A veces no pasa nada. Otras, pasa demasiado. Se incendió Notre Dame y, mientras muchos sobreactuaban el cinismo con metáforas antioccidentales, yo me preguntaba si era reprobable que el incendio me impresionara tanto como ver quemarse vivo a un dinosaurio. Un día después, el expresidente de Perú, Alan García, se pegó un tiro cuando estaban por detenerlo en el marco de la causa Odebrecht, y me pregunté si el hecho de que cinco expresidentes peruanos tengan causas judiciales —dos están presos, otro pasó nueve meses en la cárcel— habla precisamente mal de Perú.
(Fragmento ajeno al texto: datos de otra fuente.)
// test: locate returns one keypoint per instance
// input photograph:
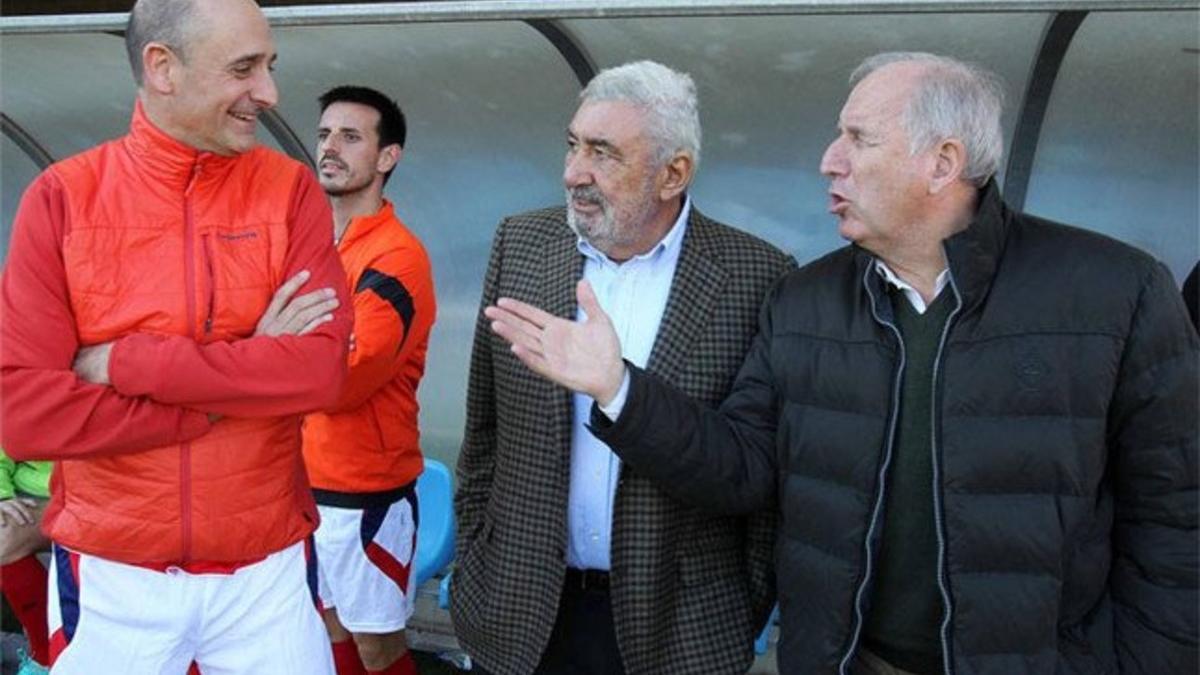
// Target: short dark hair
(391, 127)
(157, 21)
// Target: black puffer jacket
(1065, 452)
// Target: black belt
(586, 580)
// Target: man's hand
(18, 512)
(295, 316)
(585, 356)
(91, 363)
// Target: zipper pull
(195, 177)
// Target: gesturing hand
(91, 363)
(295, 316)
(581, 356)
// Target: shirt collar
(907, 288)
(670, 242)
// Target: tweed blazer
(689, 590)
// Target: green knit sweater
(906, 605)
(27, 477)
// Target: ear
(676, 175)
(949, 160)
(389, 156)
(159, 69)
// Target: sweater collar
(169, 160)
(973, 254)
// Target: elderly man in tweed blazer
(567, 560)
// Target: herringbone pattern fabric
(689, 591)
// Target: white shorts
(365, 562)
(112, 619)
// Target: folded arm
(394, 311)
(264, 375)
(48, 412)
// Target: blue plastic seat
(763, 641)
(435, 530)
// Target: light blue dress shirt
(634, 294)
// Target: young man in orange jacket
(150, 345)
(364, 453)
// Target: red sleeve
(258, 376)
(47, 411)
(394, 311)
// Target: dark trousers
(585, 639)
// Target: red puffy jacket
(172, 255)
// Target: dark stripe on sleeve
(393, 292)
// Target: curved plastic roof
(1107, 138)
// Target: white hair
(666, 95)
(953, 99)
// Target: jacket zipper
(939, 524)
(211, 285)
(882, 481)
(185, 452)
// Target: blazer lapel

Pero antes de todo eso, en Río de Janeiro el ejército disparó 80 tiros sobre el auto en que Evaldo Rosa dos Santos viajaba junto a su familia. Dos Santos murió. Era músico, guardia de seguridad, y no pesaba sobre él acusación alguna. Iba a un bautismo. El ejército justificó el asesinato diciendo que “los militares confundieron el auto con el de unos criminales”. El vicepresidente del país dijo que los disparos “fueron pésimos, porque si hubieran sido hechos con precisión no hubiera quedado nadie vivo y la tragedia sería peor”. De eso se desprende que: a) el ejército de Brasil considera correcto disparar 80 tiros sobre un auto, siempre y cuando en él viajen criminales (traducción: considera que los criminales no deben ir a juicio sino ser fusilados); b) el ejército de Brasil está formado por ineptos —80 tiros contra un blanco fijo, un solo muerto, el muerto equivocado— con licencia para fusilar. El presidente Bolsonaro habló de esa masacre llamándola “incidente”. Dijo: “El ejército no mató a nadie. El ejército es del pueblo. No podemos acusar al pueblo de ser asesino”. El silogismo es deforme, pero convendría recordar que, en ocasiones, los asesinos necesitan cómplices, o un estado de cosas en el que sus crímenes puedan tomarse como una forma de la justicia.